8. The method as recited in claim 7, in which the particular processor core is a first processor core, the method further comprising sending a request for the data to a second processor core that has the data in a local cache.

9. The method as recited in claim 8, further comprising:

receiving, from a third processor core, a second request for the data corresponding to the particular cache line; and

updating the field in the particular entry in the data structure that corresponds to the particular cache line to identify that the third processor core has most recently requested the data corresponding to the particular cache line.

10. The method as recited in claim 9, further comprising sending, to the first processor core, a request for providing the data to the third processor core.

11. The method as recited in claim 10, further comprising, when the first processor core has not yet received a fill for the particular cache line from the second processor core, updating an entry in a missed address file at the first processor core in response to the first processor core receiving the request for providing the data to the third processor core.

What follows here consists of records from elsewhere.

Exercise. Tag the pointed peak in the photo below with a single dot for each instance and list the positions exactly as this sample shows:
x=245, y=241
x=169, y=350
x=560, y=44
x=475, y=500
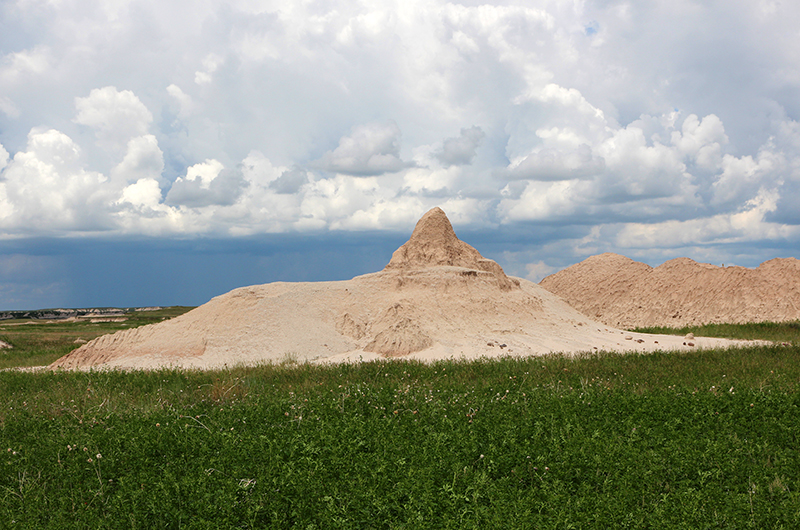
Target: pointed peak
x=434, y=226
x=434, y=244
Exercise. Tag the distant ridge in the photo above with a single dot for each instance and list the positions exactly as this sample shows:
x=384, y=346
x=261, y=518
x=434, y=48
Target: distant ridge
x=437, y=298
x=624, y=293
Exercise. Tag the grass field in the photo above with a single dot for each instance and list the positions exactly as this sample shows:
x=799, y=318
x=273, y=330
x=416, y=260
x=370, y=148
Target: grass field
x=40, y=342
x=706, y=439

12. The method as recited in claim 11, further comprising:

receiving the fill for the particular cache line at the first processor core from the second processor core; and

based on the entry in the missed address file, providing from the first processor core, a subsequent fill of the particular cache line to the third processor core.

13. The method as recited in claim 8, further comprising, when the data has been evicted from the local cache at the second processor core prior to receiving the request for the data at the second processor core, filling the request for the data from a victim buffer associated with the second processor core.

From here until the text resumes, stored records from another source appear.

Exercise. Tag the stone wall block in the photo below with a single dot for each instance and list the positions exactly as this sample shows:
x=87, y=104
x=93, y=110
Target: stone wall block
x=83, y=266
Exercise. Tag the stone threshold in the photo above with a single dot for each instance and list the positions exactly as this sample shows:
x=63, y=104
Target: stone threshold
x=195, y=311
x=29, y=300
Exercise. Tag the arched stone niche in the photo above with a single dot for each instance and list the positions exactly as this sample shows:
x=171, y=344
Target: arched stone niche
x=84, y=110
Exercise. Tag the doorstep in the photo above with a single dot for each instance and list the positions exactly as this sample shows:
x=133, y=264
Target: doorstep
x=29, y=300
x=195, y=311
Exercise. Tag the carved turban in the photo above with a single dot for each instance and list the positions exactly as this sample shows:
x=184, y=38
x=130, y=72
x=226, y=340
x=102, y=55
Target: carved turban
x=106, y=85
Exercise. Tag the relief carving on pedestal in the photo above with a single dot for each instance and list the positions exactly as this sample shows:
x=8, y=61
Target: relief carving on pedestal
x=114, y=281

14. The method as recited in claim 7, in which accessing the data structure further comprises accessing the data structure based on a memory address corresponding to the particular cache line.

15. The method as recited in claim 7, in which the field is a first field, the method further comprising updating a second field in the particular entry in the data structure to indicate which processor cores of the plurality of processor cores currently share the particular cache line.

16. A system comprising:

a plurality of processor cores;

at least one cache having a plurality of cache lines, the plurality of processor cores able to share the at least one cache; and

a controller maintaining a directory to include a plurality of entries, each entry corresponding to one of the cache lines, each entry including:

a memory address associated with data maintained in the cache line corresponding to the entry; and

a field to identify a processor core of the plurality of processor cores that most recently requested the data of the cache line corresponding to the entry.

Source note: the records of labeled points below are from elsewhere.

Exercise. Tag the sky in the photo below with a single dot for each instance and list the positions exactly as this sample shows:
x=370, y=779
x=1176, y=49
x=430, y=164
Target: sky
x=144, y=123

17. The system as recited in claim 16, in which there are a plurality of the controllers and the directory is a distributed data structure, each controller to access a portion of the directory maintained at a particular processor core.

18. The system as recited in claim 16, in which the controller is to execute instructions to send a request for data corresponding to a particular cache line to only a particular processor core identified in the directory as having last accessed the particular cache line.

19. The system as recited in claim 16, further comprising a missed address file (MAF) associated with each processor core, the MAF having an entry to receive information related to a request for data corresponding to a particular cache line when a particular processor core that receives the request for data recently requested the data and has not yet received a fill of the particular cache line.

20. The system as recited in claim 16, each entry further comprising a vector associated with each memory address, the vector to indicate one or more processor cores of the plurality of processor cores that have a copy of the data stored on a local cache.